Key facts
- Bank of America and PGIM predict three Federal Reserve interest rate hikes in 2026.
- These hikes are attributed to persistent inflation, driven by the war in Iran and AI-driven demand.
- Federal Reserve projections indicate no rate cuts are expected in 2026.
- Bank of America forecasts 75 basis points of hikes across September, October, and December.
- Inflation was 4.2% in May, significantly above the Fed's 2% target.

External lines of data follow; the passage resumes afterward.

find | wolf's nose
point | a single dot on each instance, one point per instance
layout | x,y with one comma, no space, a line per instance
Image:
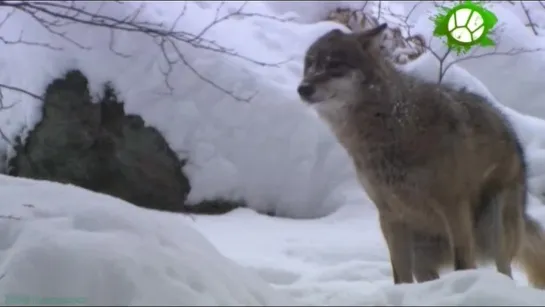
305,90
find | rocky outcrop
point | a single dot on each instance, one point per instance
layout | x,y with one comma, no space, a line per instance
98,147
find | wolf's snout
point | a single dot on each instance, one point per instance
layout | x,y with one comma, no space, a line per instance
306,90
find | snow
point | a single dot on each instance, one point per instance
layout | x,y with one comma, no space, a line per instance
272,152
100,250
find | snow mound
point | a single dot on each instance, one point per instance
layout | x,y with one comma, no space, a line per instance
342,260
63,243
271,153
472,288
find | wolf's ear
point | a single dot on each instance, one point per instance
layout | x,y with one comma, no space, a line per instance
372,37
334,32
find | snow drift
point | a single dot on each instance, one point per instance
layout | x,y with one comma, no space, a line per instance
273,153
61,242
66,244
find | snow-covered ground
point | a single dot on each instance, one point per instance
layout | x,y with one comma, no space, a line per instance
64,243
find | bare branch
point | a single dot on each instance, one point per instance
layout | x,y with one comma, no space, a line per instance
55,16
531,23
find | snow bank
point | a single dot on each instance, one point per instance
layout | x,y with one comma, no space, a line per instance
516,80
273,153
63,243
342,260
473,288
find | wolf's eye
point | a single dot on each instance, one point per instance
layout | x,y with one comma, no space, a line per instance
335,64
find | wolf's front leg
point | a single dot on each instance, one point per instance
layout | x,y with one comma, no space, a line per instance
400,246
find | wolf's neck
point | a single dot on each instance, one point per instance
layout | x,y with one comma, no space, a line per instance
374,118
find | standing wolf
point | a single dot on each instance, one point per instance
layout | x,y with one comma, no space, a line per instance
443,167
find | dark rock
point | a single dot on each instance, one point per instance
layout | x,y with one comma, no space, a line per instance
98,147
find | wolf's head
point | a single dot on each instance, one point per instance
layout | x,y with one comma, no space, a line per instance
337,64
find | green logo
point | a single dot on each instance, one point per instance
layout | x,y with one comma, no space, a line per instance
465,26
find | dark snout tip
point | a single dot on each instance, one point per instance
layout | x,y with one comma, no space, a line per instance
305,90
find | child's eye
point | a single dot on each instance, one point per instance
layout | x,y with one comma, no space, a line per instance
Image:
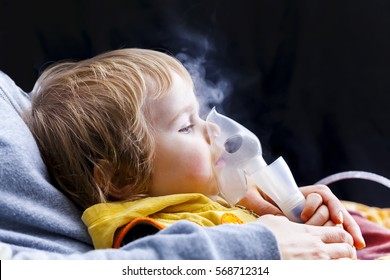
187,129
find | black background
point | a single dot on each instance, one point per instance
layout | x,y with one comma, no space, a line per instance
311,78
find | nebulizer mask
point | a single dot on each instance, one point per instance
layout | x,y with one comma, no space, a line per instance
240,155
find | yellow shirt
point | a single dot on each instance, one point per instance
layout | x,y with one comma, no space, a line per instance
108,223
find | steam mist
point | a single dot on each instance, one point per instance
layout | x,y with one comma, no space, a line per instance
211,88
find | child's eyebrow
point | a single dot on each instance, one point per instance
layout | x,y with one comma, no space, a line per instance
187,109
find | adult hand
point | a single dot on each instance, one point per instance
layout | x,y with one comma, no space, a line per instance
337,212
301,241
322,207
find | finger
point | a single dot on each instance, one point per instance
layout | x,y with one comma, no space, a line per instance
338,212
320,217
313,202
353,228
335,235
341,251
348,223
330,223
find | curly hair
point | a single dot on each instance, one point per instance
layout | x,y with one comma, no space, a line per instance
89,119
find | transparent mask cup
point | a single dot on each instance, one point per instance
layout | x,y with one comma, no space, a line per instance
240,155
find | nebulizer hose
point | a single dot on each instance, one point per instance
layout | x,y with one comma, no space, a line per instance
355,175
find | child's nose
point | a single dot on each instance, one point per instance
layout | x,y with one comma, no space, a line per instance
211,131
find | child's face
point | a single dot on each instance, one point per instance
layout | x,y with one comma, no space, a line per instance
183,162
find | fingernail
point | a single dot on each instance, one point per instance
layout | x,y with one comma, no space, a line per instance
340,217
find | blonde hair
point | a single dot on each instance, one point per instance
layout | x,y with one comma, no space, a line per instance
89,120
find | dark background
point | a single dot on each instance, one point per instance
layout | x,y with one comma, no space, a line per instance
311,78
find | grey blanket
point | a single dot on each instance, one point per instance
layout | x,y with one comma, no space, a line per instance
38,222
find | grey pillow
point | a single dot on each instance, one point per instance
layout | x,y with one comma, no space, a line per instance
33,213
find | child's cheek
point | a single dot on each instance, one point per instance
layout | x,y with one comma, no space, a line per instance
199,166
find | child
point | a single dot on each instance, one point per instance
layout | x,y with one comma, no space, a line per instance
121,135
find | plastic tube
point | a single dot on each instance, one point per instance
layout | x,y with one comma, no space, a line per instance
355,175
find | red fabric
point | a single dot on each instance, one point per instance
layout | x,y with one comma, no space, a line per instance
377,238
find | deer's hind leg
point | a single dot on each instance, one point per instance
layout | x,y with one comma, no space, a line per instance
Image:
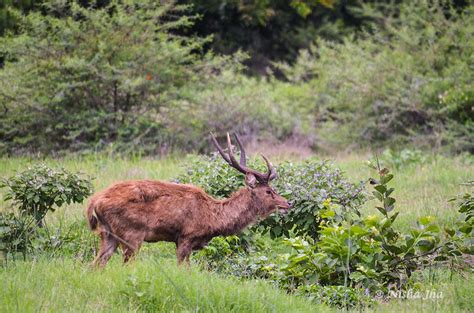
108,245
131,245
184,248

- The economy added 172,000 jobs in May.
Hopes for interest rate relief from the Federal Reserve have diminished, with Bank of America and PGIM now projecting three rate hikes for the remainder of the year. This shift reflects concerns over persistent inflation, driven by factors including the ongoing war in Iran and demand-side pressures from artificial intelligence. Federal Reserve projections from its June meeting also indicate a hawkish outlook, with central bankers signaling that benchmark rates are unlikely to decrease in 2026. Fed Chairman Kevin Warsh, in his first meeting leading the central bank, presided over a unanimous decision to hold rates steady. Despite President Donald Trump's public calls for rate cuts, the Fed faces a dual mandate of price stability and employment growth, with inflation proving stubbornly high. Bank of America's forecast, detailed by analyst Aditya Bhave, includes 75 basis points of interest rate increases spread across September, October, and December. Bhave noted that the Fed's inflation problem has 'unambiguously worse,' and Warsh's hawkish comments post-meeting suggest a possibility of a rate increase as early as the next month. Inflation stood at 4.2% in May, significantly above the Fed's 2% target, while the economy added 172,000 jobs, exceeding expectations.